Improving Speech Recognition Accuracy of Local POI Using Geographical Models
This work addresses the problem of inaccurate voice search for local POI due to multi-dialect and massive data, which is incremental as it builds on existing speech recognition methods with geographic adaptations.
This paper tackled the challenge of speech recognition for local points of interest (POI) by proposing a geographic acoustic model (Geo-AM) and geo-specific language models (Geo-LMs), resulting in a 6.5% to 10.1% relative character error rate reduction on an accent testset and over 18.7% reduction on a Tencent Map task.

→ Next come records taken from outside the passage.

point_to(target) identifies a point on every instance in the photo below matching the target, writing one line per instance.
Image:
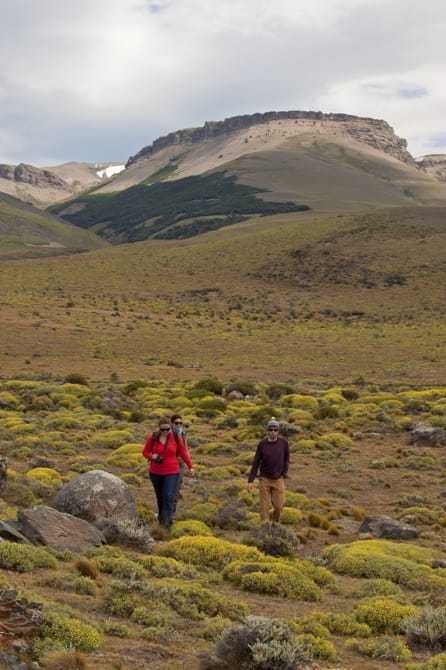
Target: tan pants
(271, 491)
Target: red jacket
(170, 465)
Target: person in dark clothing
(162, 450)
(272, 457)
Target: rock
(45, 525)
(130, 533)
(425, 435)
(8, 531)
(386, 527)
(97, 495)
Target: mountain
(199, 179)
(26, 231)
(44, 186)
(434, 164)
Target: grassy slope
(296, 296)
(28, 232)
(379, 473)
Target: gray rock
(45, 525)
(8, 531)
(97, 495)
(425, 435)
(386, 527)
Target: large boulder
(425, 435)
(388, 528)
(97, 495)
(45, 525)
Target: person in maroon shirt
(162, 450)
(272, 457)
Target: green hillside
(304, 295)
(28, 232)
(170, 210)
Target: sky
(96, 80)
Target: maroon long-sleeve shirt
(272, 458)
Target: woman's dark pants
(165, 490)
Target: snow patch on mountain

Nowadays voice search for points of interest (POI) is becoming increasingly popular. However, speech recognition for local POI has remained to be a challenge due to multi-dialect and massive POI. This paper improves speech recognition accuracy for local POI from two aspects. Firstly, a geographic acoustic model (Geo-AM) is proposed. The Geo-AM deals with multi-dialect problem using dialect-specific input feature and dialect-specific top layer. Secondly, a group of geo-specific language models (Geo-LMs) are integrated into our speech recognition system to improve recognition accuracy of long tail and homophone POI. During decoding, specific language models are selected on demand according to users' geographic location. Experiments show that the proposed Geo-AM achieves 6.5%$\sim$10.1% relative character error rate (CER) reduction on an accent testset and the proposed Geo-AM and Geo-LM totally achieve over 18.7% relative CER reduction on Tencent Map task.